# Busted .NET 2.0



## BitBasher (Nov 12, 2003)

Ok. This is rather involved so here goes.

I recently purchased Visual Studio 2005. Installed it and SQL Server 2005 Developer Edition. Everything worked perfectly. 

Then Windows Update started telling me that there was a "Security Update for Microsoft .NET Framework, Version 2.0 (KB922770)". However, whenever I tried to download the patch I would get the error "Microsoft .NET Services Installation Utility has encountered a problem and needs to close". This would happen several times a day. I finally got tired of it, so off to the Microsoft Knowledge Base for an answer. I promptly found an article (KB908077) on "How to troubleshoot Microsoft .NET 2.0 Framework 2.0 installation issues". Tried to follow the instructions, but when I uninstalled and tried to reinstall .NET Framework 2.0 it wouldn't reinstall. No matter how hard I tried. It seemed to be crashing because of something to do with System.EnterpriseServices.dll.

The only way that I could get .NET Framework 2.0 back up was to do a system restore.

So, uninstalled Visual Studio 2005 and tried to uninstall SQL Server 2005. When I clicked uninstall in Control Panel/Add Remove Software nothing happened.
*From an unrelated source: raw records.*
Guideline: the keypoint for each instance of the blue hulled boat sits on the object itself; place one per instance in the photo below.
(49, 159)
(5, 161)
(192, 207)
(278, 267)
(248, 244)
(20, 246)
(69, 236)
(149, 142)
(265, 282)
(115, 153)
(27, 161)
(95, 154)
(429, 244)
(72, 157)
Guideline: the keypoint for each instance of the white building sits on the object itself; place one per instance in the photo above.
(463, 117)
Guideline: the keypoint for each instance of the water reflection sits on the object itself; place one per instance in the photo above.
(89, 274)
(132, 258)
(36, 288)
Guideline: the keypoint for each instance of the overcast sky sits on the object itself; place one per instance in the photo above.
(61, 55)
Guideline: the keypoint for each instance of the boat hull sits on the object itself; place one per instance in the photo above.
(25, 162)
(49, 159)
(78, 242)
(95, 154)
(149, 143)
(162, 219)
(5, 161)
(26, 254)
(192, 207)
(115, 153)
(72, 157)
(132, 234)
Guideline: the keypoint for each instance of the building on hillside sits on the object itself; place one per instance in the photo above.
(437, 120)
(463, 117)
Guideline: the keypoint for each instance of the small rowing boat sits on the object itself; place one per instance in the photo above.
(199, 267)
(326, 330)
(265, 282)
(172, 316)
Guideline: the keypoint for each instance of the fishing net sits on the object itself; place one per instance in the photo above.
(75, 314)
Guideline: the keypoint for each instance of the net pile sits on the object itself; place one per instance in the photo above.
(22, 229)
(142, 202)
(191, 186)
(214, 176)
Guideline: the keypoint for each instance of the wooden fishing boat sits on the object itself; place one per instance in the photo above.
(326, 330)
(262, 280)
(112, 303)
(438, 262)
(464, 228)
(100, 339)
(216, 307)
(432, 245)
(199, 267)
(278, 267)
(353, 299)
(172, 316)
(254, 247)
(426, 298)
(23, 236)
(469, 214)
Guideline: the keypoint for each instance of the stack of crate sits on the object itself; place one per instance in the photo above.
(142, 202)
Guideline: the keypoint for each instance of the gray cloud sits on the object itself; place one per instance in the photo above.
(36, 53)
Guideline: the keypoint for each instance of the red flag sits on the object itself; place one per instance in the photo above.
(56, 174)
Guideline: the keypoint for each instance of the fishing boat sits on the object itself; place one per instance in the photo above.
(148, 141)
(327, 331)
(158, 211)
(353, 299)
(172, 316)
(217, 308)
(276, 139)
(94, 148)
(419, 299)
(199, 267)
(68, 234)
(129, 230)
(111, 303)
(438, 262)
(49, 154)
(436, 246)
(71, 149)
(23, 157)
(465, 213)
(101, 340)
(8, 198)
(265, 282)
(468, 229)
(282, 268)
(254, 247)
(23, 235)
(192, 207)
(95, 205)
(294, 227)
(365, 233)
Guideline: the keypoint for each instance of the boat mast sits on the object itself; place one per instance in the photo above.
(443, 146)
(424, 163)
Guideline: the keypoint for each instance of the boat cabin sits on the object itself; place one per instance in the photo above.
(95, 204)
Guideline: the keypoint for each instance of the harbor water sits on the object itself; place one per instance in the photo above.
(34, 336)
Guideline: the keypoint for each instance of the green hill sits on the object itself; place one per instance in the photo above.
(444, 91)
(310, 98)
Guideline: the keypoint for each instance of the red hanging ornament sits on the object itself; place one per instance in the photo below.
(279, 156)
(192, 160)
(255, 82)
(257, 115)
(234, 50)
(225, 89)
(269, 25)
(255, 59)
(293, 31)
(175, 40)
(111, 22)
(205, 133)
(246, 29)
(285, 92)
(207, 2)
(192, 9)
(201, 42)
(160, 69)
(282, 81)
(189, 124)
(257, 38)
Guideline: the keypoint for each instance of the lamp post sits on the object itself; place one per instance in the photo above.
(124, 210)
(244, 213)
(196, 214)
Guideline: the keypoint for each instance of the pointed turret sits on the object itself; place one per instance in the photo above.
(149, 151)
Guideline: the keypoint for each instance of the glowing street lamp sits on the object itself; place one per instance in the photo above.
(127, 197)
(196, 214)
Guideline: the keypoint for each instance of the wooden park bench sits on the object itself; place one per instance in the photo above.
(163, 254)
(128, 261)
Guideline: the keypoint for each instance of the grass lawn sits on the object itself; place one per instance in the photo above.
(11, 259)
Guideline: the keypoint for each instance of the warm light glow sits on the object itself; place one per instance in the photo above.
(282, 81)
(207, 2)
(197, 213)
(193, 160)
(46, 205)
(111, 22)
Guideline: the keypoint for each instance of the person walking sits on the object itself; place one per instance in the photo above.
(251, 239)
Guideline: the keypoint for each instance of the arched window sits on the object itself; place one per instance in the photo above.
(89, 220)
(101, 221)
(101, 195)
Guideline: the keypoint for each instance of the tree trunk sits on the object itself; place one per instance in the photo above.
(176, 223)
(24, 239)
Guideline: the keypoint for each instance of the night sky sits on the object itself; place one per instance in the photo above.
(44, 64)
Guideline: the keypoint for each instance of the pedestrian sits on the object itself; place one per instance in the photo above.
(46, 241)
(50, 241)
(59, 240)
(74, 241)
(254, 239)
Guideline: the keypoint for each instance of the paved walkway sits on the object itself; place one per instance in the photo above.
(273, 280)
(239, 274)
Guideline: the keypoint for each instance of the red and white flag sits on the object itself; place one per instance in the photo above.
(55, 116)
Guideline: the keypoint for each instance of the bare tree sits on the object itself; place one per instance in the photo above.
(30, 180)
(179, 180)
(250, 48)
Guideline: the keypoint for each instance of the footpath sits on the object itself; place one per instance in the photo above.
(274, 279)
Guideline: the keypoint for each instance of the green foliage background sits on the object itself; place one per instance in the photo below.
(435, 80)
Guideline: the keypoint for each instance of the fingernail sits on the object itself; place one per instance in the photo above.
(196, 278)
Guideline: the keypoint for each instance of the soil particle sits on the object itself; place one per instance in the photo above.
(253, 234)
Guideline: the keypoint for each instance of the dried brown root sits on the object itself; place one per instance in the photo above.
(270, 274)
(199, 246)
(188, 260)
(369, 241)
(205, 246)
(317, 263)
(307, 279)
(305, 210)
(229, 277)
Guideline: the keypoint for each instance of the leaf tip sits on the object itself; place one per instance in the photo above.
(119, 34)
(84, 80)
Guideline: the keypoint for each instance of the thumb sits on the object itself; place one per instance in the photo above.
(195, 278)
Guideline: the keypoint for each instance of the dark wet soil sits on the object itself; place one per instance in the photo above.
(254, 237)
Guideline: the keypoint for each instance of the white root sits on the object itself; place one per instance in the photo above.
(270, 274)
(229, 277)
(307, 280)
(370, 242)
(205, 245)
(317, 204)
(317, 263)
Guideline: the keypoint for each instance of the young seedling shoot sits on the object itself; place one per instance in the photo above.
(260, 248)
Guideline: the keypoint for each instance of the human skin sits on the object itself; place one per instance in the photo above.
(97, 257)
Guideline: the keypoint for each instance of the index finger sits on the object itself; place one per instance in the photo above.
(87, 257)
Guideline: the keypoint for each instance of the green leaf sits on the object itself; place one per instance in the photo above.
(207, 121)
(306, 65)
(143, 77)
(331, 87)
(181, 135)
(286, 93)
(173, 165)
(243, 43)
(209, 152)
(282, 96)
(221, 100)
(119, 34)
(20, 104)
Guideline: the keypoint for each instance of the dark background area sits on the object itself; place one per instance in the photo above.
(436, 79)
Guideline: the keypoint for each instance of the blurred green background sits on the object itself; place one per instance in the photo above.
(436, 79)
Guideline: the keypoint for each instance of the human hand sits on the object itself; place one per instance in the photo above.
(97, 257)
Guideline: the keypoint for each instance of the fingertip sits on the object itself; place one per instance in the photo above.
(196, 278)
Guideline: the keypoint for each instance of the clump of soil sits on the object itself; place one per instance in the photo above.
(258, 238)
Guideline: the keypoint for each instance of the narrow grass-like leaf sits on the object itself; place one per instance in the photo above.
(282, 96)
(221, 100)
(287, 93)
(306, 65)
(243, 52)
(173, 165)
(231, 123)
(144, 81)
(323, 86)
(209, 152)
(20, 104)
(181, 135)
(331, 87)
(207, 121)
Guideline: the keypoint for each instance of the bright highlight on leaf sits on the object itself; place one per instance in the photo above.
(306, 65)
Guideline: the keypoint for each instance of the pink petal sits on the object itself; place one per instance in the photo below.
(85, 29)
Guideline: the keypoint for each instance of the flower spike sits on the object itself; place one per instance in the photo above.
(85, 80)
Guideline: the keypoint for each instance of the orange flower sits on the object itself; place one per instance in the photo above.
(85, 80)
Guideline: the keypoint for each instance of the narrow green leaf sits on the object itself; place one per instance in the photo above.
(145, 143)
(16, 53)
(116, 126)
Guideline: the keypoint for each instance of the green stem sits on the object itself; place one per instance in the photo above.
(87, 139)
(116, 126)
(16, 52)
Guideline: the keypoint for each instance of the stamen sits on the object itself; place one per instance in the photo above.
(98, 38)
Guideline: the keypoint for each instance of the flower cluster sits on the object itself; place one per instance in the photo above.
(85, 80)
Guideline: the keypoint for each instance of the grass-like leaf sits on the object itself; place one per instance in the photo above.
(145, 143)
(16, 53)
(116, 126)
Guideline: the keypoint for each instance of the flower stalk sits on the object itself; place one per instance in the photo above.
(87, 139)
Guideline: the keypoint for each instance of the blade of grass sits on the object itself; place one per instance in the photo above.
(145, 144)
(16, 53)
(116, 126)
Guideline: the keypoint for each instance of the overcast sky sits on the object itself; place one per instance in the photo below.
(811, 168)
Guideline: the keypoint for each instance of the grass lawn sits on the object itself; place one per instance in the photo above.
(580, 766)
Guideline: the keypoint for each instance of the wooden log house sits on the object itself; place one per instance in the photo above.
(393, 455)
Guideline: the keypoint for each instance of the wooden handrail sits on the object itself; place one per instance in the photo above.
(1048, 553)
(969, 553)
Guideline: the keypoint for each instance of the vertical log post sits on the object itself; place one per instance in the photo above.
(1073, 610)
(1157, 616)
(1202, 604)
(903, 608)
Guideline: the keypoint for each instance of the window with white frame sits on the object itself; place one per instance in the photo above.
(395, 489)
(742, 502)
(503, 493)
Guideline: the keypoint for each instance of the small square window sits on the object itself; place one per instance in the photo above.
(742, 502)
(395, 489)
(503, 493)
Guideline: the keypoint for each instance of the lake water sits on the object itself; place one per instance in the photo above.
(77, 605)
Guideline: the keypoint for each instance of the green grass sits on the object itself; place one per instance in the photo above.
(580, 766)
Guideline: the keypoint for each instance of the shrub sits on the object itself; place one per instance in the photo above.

SQL Server is still there. Shut down SQL Server and tried again, same thing. Tried in Safe Mode, same thing. SQL Server simply will not go away. Tried reinstalling SQL Server and almost immediately get the message "SQL Server setup failed".

So, puting SQL Server aside for awhile, I reinstalled VS 2005 again. Installation went flawlessly, except at the end it told me to check for updates. You guessed it, the infamous "Security Update". Still wouldn't fly.

Then I tried to run VS 2005.

Starts up ok, but when I try to load a program I get the message "Unable to read the project file 'xxxx.vbproj'. Could not load file or assembly 'sorttbls.nlp' or one of its dependencies. The system cannot find the file specified".

If I try to start a new project I get the message "Could not load file or assembly 'sorttbls.nlp' or one of its dependencies. The system cannot find the file specified". 

Did a search on the ENTIRE system and sorttbls.nlp is nowhere to be found.

I'm not sure what to do now. Even if I could find the file on the Internet I wouldn't know where to put it, or if it needs to be registered or what.

Any help here would be greatly appreciated.

Thanks,
Dazed and Confused


----------